And Jacob was left alone; and there wrestled a man with him until the breaking of the day. And [the man] said, Let me go, for the day breaketh. And [Jacob]said, I will not let thee go, except thou bless me … And [the Angel] said, Thy name shall be called no more Jacob, but Israel … And he blessed him there.
I taught Gospel Doctrine class for twelve years. Over those years my teaching style evolved. At first I did what I thought was expected. I studied for hours and outlined the most brilliant presentation of life-changing themes. I quickly realized two critical things. One, being brilliant about life-changing themes was hubris and unsustainable. And two, my class was boring and no one learned anything.
I tried a different approach. There is a corporate training adage that says, “The intelligence is in the room.” This assumes that, as a collective, the participants know all the answers. The teacher is a facilitator who orchestrates a learning experience where these insights can be shared. In experimenting with this invitation style, I also noticed that most of my students had only a cursory understanding of the text, even if they had read it several times before. This lack of engagement was often manifest by reducing all discussion to pseudo-profound platitudes or dismissive, even flustered, silence because “we are not meant to comprehend the meaning.”
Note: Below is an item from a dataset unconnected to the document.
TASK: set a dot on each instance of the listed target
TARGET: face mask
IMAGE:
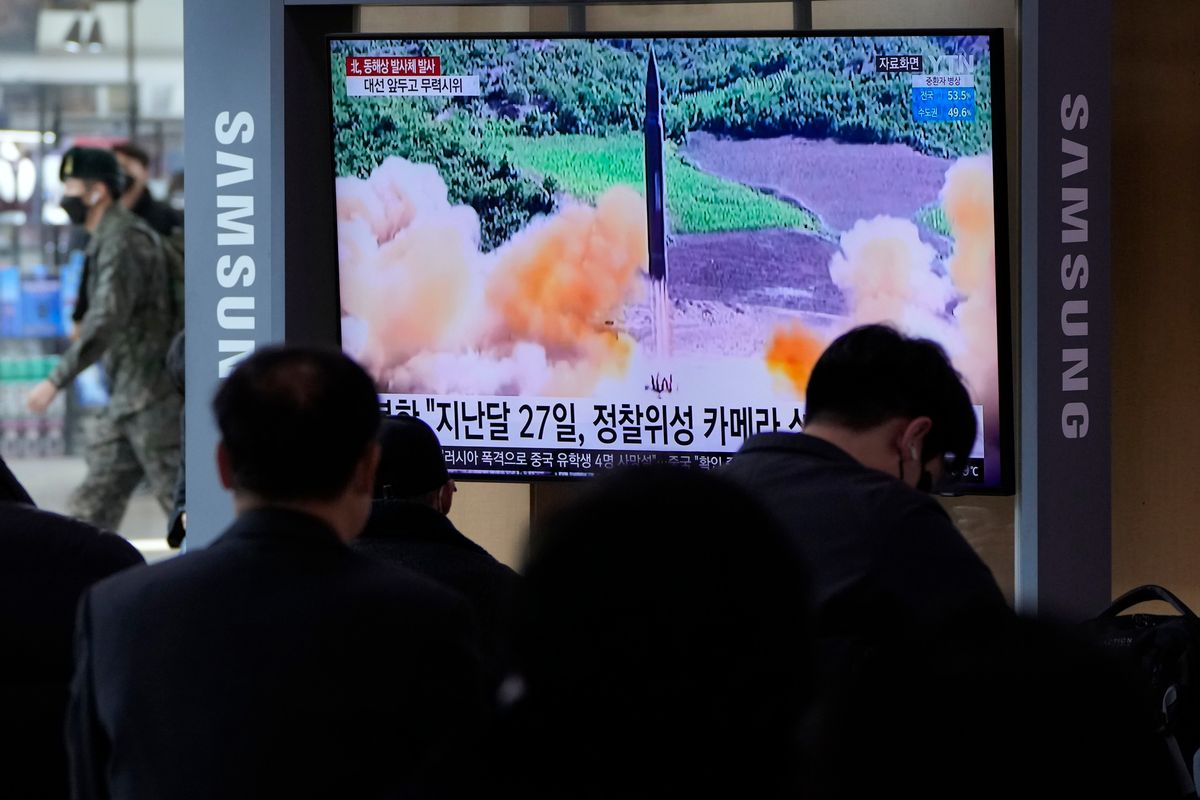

My inspiration was the story of Jacob and the Angel. This narrative is a dare, a gauntlet thrown in how to read the scriptures. We wrestle with the text. I love the physicality of this language. Jacob refuses to let the spiritual confrontation end until he has been blessed, until he has learned something that will change him. By giving him a new name, the Angel transforms Jacob, now Israel, creating for him a new trajectory in a world that Israel will now see differently. But Israel insists not only on a blessing but knowledge, he wants to see the face of God. None of this comes easily. It is a fight, a discourse, an unfolding, a wrestle with the unknown.
How could I infuse this level of engagement into a 40-minute discussion every Sunday?
I translated the story of Jacob and the Angel into my own class formula. I planned the following lesson each week: Disperse the assigned text and students read the sections aloud. Savor the language, define unfamiliar words, swoon over beautiful poetry. Discuss what is happening in and around the narrative – what is going on in the story? Add historical context, primary sources and speculated authorship. Discuss the Christian action, intent, and/or the greater purpose – why was this included in our scriptures? Share what this means to us outside of the text, what action will we take, what will we do differently, having read and understood? How will we change our name?
Sometimes we had productive discussions. Sometimes I was reported to the Bishop. Sometimes the careful reading uncovered troubling questions no one wanted to talk about. Sometimes however, someone would experience a dawning so bright, we were dazzled by the power of the author’s voice, transcending time with an unexpected relevance.
The theme for this year’s contest invited writers to wrestle with the scriptures. The responses illustrate meaningful scriptorial encounters that leave the writer and readers transformed. This collection includes Lindsay Denton’s essay about the effort of seeking revelation through study (D&C 9:8), Heidi Toth’s essay about whether her imperfect faith is enough (Mark 9:23-24), and Lauren Ellison’s essay about the challenge of parenting a child struggling with addiction (Alma 5:26). The issue also includes an artist feature with Annie Poon, whose work has been featured in the Metropolitan Museum of Art and whose book “Draw Your Way Through the Book of Mormon” will appear in April. The winning essay, “Brick and Martyr” by Stephanie Sorensen, describes her personal journey of recovering from a childhood steeped in polygamist patriarchal abuse.
This individual activity of interacting with text often reveals the universal desire for humans to connect with each other and with the divine. A class becomes a metaphor for our community. Essays and artwork express and reach out in support of the community. And the wrestle illuminates our everyday struggle to know how to live, to live better, and to live engaged with God.